To strengthen these disciples in their faith in him, Jesus led them up a mountain to witness an unearthly, terrifying vision: Jesus talking with two prophets, Moses and Elijah, who had both died centuries earlier. Tradition held that they had not in fact died a normal death but had been caught up to glory in heaven. The three apostles would also see Jesus unimaginably more splendid and glorious than the two prophets. A brilliant cloud overshadowed them and they hear God the Father declaring Jesus to be his dear Son and telling them to listen to Jesus. The vision pointed forward to the resurrection of Jesus after his death on the cross. It revealed the reason why death could not hold Jesus in its grip.
At the end of 1999 I visited the Holy Land with a group of pilgrims. While in Galilee we went to Mount Tabor, the mountain where according to tradition Jesus was transfigured. Its sides are very steep and for several centuries an Arab family escorted pilgrims to the summit. At one time they used camels but we were driven up in rather battered seven-seater Mercedes. I sat at the front with the elderly Arab driver, who all the way up shouted Alleluyas while tapping my knee. He was right. It was an Alleluya experience.

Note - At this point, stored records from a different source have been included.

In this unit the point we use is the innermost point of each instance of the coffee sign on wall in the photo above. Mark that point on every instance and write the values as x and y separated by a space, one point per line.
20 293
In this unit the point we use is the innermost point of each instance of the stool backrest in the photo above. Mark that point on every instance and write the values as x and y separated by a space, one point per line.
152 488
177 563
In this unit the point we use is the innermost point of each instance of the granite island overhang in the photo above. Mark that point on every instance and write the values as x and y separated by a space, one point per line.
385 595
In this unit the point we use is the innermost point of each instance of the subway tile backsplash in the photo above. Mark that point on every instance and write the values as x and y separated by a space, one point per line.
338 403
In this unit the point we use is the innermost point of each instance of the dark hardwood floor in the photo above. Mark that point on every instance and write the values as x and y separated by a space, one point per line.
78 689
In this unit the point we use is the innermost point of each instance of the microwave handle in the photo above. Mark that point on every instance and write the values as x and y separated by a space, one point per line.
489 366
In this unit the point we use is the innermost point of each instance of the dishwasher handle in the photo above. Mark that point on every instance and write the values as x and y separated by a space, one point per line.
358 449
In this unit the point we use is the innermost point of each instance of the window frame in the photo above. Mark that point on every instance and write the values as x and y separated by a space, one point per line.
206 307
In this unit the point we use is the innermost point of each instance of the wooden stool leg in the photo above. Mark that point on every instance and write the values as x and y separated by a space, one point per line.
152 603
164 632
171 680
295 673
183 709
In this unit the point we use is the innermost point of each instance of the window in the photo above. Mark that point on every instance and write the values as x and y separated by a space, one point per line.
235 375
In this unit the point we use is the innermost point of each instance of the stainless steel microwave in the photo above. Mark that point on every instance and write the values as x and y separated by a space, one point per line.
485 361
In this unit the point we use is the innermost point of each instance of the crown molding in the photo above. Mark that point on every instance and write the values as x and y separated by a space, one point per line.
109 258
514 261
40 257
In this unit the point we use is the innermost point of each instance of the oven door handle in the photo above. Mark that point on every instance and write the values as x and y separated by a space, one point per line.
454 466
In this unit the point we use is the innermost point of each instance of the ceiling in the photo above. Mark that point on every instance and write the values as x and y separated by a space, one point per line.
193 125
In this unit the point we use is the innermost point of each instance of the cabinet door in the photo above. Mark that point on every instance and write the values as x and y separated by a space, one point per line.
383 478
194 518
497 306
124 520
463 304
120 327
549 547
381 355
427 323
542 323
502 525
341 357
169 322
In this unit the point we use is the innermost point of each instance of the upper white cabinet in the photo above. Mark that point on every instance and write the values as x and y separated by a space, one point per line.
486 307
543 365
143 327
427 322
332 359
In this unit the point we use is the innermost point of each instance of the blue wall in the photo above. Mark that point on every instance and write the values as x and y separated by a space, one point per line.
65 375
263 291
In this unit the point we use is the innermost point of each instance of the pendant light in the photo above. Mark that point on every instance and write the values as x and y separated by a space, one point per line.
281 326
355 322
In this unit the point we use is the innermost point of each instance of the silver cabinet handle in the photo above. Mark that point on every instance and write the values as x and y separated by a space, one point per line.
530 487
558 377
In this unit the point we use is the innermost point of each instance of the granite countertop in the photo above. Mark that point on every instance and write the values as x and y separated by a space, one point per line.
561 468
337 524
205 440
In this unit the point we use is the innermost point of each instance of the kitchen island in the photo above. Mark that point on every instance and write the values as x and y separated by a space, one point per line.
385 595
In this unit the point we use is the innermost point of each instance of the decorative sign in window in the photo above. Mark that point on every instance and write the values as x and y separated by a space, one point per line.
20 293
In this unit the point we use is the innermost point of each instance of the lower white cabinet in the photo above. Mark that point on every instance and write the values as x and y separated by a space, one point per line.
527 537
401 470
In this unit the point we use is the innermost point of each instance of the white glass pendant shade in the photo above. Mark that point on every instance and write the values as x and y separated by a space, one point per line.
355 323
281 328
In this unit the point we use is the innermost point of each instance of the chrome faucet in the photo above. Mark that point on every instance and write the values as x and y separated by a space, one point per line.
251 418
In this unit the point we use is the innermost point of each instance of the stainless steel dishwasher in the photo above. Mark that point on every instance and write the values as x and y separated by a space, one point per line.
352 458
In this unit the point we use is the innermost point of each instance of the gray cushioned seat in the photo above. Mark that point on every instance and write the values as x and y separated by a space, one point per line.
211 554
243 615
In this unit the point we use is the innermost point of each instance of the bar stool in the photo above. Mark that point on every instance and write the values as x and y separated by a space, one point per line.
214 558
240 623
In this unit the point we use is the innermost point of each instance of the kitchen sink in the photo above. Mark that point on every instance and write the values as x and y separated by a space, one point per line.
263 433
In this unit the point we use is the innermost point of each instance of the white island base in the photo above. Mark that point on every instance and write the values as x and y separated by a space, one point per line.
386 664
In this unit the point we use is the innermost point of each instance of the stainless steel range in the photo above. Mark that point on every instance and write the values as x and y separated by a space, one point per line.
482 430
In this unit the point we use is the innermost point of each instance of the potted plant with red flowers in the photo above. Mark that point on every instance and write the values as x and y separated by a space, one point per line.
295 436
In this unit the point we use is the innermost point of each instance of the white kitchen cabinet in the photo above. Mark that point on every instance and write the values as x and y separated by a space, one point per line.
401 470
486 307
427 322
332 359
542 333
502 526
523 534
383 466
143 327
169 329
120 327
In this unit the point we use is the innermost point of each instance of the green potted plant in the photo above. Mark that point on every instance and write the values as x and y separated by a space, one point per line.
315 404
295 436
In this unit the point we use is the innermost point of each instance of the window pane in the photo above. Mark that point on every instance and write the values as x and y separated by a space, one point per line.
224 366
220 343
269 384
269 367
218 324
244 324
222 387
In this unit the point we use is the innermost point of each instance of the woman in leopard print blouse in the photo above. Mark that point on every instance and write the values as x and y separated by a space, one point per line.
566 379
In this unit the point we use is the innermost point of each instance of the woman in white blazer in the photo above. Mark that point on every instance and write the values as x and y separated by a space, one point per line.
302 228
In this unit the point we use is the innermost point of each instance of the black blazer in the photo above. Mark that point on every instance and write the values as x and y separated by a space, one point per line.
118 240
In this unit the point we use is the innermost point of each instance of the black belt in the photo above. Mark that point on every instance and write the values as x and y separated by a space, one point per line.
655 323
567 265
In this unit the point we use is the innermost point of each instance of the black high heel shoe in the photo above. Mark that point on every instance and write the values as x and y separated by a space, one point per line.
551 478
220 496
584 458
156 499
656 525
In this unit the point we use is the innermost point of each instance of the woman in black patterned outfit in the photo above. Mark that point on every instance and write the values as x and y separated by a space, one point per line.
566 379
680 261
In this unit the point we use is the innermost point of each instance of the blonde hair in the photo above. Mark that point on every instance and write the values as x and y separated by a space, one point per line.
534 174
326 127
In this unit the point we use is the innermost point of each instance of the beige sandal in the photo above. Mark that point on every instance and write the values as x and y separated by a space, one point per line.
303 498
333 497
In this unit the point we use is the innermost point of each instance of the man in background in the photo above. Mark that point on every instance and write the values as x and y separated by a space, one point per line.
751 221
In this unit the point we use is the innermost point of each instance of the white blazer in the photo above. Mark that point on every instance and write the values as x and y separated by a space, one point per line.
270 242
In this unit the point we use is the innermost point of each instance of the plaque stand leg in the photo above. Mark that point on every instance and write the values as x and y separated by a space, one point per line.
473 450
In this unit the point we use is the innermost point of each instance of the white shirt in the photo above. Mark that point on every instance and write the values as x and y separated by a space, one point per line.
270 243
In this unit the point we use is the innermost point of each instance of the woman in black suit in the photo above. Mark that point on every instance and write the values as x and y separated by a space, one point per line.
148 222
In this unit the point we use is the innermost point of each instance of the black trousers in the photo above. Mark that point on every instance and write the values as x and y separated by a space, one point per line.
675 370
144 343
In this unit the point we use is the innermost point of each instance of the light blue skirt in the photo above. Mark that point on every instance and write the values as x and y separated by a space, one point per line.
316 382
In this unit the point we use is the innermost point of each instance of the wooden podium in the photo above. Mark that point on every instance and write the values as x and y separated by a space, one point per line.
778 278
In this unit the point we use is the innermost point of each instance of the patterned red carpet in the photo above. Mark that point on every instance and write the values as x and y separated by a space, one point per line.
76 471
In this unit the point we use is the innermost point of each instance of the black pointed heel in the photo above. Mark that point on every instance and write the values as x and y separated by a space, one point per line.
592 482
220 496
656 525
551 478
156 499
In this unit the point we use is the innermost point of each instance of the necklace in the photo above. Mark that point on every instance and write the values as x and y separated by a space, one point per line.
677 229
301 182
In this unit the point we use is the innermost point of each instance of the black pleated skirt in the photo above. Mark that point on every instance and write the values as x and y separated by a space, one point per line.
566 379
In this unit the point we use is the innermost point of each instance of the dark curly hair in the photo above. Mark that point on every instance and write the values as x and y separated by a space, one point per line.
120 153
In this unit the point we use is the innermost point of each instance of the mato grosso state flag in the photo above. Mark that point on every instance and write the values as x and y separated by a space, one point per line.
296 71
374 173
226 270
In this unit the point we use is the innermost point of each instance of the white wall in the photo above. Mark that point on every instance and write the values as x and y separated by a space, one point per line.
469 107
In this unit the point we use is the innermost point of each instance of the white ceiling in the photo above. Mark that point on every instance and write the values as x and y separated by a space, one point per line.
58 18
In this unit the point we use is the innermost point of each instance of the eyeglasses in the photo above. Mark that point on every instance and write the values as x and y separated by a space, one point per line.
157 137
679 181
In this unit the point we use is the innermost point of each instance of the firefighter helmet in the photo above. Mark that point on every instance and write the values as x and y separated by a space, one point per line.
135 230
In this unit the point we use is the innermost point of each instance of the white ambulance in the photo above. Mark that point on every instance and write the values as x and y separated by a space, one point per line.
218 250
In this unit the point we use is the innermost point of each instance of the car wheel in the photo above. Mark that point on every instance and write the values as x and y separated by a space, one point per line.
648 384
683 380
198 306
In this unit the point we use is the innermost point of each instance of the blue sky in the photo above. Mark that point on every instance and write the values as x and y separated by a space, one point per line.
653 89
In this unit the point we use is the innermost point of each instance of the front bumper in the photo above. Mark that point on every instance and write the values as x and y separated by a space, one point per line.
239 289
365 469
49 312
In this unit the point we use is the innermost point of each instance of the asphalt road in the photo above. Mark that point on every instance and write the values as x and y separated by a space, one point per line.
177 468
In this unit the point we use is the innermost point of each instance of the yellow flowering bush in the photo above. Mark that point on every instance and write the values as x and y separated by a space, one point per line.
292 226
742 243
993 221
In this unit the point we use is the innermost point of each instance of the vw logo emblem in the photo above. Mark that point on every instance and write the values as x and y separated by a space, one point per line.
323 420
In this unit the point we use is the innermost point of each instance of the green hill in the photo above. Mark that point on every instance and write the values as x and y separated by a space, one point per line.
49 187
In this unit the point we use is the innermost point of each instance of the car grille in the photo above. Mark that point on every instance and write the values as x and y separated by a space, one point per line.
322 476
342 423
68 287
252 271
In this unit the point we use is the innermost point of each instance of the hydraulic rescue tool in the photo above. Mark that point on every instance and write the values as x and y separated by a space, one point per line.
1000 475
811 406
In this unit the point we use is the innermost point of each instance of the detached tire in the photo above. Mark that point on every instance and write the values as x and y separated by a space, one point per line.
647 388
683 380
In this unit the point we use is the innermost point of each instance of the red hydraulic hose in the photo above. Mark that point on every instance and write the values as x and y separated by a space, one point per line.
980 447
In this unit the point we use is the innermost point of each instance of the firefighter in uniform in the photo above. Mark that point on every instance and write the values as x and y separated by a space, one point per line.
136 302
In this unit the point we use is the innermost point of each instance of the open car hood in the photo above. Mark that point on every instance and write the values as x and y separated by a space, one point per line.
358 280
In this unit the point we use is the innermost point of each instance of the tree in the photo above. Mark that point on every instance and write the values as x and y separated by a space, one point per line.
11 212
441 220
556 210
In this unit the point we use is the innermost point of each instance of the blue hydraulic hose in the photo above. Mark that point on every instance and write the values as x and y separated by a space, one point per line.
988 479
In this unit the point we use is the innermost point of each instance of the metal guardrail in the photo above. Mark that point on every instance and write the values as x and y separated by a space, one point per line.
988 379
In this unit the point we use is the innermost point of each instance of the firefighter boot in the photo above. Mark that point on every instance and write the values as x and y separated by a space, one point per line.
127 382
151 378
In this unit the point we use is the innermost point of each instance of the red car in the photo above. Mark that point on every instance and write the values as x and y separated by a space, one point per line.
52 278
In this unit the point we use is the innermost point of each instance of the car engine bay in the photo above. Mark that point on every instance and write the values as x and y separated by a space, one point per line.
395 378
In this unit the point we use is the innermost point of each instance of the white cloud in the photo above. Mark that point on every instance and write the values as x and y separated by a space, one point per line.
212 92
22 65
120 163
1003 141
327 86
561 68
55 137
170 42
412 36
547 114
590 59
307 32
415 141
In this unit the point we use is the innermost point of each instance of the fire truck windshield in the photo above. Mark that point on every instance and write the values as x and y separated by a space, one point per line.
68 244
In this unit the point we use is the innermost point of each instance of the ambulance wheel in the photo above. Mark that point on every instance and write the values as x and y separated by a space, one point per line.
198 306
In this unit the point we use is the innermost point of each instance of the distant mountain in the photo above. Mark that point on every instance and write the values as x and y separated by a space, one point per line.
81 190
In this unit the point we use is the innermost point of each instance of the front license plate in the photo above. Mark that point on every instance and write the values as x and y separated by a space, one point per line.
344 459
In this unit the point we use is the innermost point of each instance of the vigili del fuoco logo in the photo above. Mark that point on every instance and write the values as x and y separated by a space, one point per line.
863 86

At the top we entered the Catholic church to celebrate our Mass. There is an Orthodox church nearby as well. The Catholic church is like a huge cave with rows of steps to seat the congregation, leading down to the altar. The wall above the altar depicts in gold mosaics the theophany of the Transfiguration. Moses and Elijah are shown standing either side of a large green cross, representing Jesus. The Lord wearing brilliant, white, shining clothes is impossible to depict although many artists have tried. The cross reminds us that one evangelist says that the two prophets were talking with Jesus about his forthcoming Passion and death in Jerusalem. It is a cross of living wood showing that the Lord is living, no longer dead. How could he not be for God the Father would certainly raise his beloved Son to eternal glory?
Next Wednesday we begin the penitential season of Lent when we confess our sins and have ashes placed on our heads to remind us that we are mortal. We spend forty days of spiritual combat with fasting, much prayer and good deeds. We remember the Lord’s spiritual combat in the wilderness of Judaea. In the last great week of Lent, we recall the suffering Jesus endured for our salvation, culminating in the silence of his grave on Holy Saturday. Then on the first day of the new week we celebrate Easter as the vision of the Transfiguration anticipated. The Church gives us that vision in today’s Gospel to encourage us and strengthen our faith to help us persevere in our Lenten disciplines until we come to Easter.